Beyond these new directions, my stay in Würzburg also gave me the quiet and focused time necessary to complete several major editorial responsibilities that had accompanied me for years. During this period, I finalized Echoes of Heritage in “the Land of Origins”: Ethiopian Manuscripts, Language, Culture, and Faith – A Gedenkschrift to Professor Emeritus Getatchew Haile (1931–2021), now published as the 68th volume in the African Studies Series by LIT Verlag (2025). I also completed my contribution “In Search of Cure for Ethiopia’s ʾAskwālā (Modern Education)? Let’s Go for ʾAbǝnnat” for the volume ʾAbǝnnat for Ethiopia’s Modern Education (Addis Ababa: Jajaw Printers and Developers plc., 2025), and prepared for publication Printed Saints: Life and Afterlife of Ethiopian Saints from Parchment to Paper, forthcoming with Brill. In this way, MagEIA became not only a place of discovery but also a place of completion—a house of quiet perseverance and generous inspiration.
Yet my Würzburg experience was not confined to scholarly life alone. The city itself, with its gentle hills, serene river, and intellectual calm, soon became a place of belonging. The Ethiopian community in Würzburg and its surroundings offered me friendship and a sense of home away from home. Sharing Sunday liturgies with fellow Ethiopian Orthodox Christians at Saint Mark Ethiopian Orthodox Church (Pfaffenbergstraße 6, 97080 Würzburg) was among the most cherished parts of my routine.
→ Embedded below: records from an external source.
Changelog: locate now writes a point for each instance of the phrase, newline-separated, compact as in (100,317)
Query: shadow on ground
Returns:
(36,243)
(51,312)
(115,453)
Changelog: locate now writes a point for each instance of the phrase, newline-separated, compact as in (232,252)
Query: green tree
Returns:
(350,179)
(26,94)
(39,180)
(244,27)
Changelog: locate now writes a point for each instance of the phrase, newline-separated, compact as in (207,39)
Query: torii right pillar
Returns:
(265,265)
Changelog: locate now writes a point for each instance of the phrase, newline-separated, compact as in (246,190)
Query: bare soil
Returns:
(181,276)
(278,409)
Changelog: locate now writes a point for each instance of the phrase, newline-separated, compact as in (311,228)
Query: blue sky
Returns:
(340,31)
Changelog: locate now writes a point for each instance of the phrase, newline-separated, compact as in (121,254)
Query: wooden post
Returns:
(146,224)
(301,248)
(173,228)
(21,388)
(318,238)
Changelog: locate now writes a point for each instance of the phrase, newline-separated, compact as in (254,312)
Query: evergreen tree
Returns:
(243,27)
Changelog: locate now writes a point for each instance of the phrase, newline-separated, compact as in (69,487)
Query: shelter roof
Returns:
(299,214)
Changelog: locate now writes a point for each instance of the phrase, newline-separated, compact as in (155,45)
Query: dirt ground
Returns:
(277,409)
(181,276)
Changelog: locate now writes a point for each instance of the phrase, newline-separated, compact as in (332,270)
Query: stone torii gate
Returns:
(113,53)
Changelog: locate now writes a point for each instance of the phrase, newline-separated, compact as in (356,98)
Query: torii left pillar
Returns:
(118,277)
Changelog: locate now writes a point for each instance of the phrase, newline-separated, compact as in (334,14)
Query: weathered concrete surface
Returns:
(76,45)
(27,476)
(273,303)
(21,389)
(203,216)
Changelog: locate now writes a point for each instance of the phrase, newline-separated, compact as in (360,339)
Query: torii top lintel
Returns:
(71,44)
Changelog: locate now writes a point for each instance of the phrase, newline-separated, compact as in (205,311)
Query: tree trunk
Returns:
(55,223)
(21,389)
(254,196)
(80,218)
Those moments of prayer, song, and communal warmth balanced the intensity of academic work with a grounding rhythm of spiritual life.
Looking back, I can say that my year at MagEIA was not simply a scholarly appointment—it was an encounter with new ways of seeing and knowing. It allowed me to rethink boundaries: between the sacred and the magical, between the written and the spoken, between scholarship and lived faith. I leave Würzburg with gratitude—for the intellectual generosity of my colleagues, for the hospitality of the MagEIA Haus, and for the city that welcomed me with such warmth. Back in Hamburg, my second academic home, I will carry with me the lessons and friendships born of this extraordinary year. And even as I resume my own DFG supported project there, part of me will remain in Würzburg—its libraries, its conversations, its sunlight over the Main River.
Back to Hamburg, I will continue to dream Würzburg.